TALLAHASSEE — The Florida Association of Counties said Thursday that it will sue the state over a new law that requires counties to pay $323.5 million in disputed Medicaid bills.
Pasco, Polk, Manatee and Leon counties vowed to join the suit in an effort to reverse the law, which requires counties to pay millions of dollars in backlogged bills. Others may follow.
The counties blame the debt on glitches in the state software system that led to thousands of errors and duplicate invoices.
"From the outset, we've said that local taxpayers shouldn't be forced to pay for Tallahassee's accounting errors," said Chris Holley, executive director of the Florida Association of Counties. "And to ensure that they are not, we will be pursuing legal action."
The board voted unanimously in favor of the suit during a conference call with attorney Ginger Delegal, who discussed the counties' legal standing. The call was closed to the media.
The problem stems from an agreement between the state and the counties to split long-term hospital care and nursing home bills for patients on Medicaid, the health care program for the poor and disabled.

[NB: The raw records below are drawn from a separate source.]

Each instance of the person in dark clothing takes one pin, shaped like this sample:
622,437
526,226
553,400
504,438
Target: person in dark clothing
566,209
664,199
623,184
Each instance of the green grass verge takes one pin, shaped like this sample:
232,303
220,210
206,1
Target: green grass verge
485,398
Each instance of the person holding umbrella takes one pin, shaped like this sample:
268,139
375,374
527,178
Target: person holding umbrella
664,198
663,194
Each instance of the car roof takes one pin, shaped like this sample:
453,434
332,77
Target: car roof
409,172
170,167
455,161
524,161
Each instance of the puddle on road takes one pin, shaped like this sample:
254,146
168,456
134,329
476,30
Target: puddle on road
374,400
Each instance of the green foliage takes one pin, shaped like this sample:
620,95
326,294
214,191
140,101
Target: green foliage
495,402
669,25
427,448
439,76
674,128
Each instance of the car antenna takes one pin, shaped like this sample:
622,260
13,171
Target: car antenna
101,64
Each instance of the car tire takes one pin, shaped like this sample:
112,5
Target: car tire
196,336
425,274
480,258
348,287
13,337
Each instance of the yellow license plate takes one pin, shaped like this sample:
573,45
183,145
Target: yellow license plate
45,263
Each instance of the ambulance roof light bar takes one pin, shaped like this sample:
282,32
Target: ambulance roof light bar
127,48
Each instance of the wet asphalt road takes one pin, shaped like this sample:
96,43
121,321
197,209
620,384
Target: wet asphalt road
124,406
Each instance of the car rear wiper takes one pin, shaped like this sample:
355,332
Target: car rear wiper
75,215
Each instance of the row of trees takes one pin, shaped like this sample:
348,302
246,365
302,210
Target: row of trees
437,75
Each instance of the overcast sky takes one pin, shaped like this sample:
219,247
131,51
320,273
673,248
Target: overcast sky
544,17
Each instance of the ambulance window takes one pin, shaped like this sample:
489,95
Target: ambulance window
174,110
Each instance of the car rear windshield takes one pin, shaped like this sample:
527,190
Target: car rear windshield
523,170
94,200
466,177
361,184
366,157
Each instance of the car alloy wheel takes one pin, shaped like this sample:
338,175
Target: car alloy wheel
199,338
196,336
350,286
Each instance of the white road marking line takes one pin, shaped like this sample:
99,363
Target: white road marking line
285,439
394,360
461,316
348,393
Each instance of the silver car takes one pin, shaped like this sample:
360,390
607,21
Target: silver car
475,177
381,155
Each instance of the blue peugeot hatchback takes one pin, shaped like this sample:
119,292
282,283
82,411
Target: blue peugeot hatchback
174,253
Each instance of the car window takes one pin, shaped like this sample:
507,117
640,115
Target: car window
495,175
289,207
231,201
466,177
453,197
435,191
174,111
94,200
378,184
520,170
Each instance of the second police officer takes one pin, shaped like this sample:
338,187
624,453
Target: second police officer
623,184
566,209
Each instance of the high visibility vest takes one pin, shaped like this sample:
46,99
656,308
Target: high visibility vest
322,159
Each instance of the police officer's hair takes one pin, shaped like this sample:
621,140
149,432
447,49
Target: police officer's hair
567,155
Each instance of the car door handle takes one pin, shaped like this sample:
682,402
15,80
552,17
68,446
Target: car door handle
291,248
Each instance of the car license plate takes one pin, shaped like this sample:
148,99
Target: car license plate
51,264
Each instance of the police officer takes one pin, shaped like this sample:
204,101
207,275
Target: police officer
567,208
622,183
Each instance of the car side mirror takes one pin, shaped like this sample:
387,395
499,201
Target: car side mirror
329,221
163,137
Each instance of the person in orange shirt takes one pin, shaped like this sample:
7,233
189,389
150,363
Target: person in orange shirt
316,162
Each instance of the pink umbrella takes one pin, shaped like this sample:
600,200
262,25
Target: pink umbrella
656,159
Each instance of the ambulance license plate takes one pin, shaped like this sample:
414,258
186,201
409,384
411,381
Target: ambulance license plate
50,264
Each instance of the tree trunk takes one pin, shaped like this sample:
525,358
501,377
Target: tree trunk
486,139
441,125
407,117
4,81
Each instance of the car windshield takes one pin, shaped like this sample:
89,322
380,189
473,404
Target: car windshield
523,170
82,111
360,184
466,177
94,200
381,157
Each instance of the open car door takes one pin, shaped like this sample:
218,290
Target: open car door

The state has the authority to withhold its share of funding to recoup the money it says the counties owe. The law allows the state's 67 counties to pay back only 85 percent of their debt but will hold them responsible for the entire bill if they contest.
Florida Association of Counties spokeswoman Cragin Mostseller said the suit will likely pin on a provision in the state Constitution that protects counties from "unfunded mandates."
In other words, Florida can't reduce the percentage of taxes it shares with the counties without a two-thirds vote in the House and Senate, a threshold neither chamber achieved.
Florida counties and members of the tea party lobbied hard against the bill, accusing the state of refusing to fix its own errors and balancing its budget on the backs of counties.
When Gov. Rick Scott signed the bill two weeks ago, he took the unusual step of submitting a letter to the secretary of state and ordered officials with the Agency for Health Care Administration, which oversees Medicaid, to travel to every county to discuss billing issues.
The letter does not allude to a specific plan to fix the billing system, but Scott assured the counties that they will only be required to pay what is due.
Some of the counties have money in reserves, but others may have to raise taxes or trim expenses. The Tampa Bay Times reported Thursday, for example, that the law may force Pasco County, already facing a $5.3 million shortfall, to find another $3.5 million for the unexpected Medicaid expenses.
That's not fair, said Henry Kelley, legislative liaison for the Tea Party Network.
"The state gets to have a nice press conference that says, yeah, we balanced our budget," he said. "But from the taxpayer perspective, you just shifted the cost around."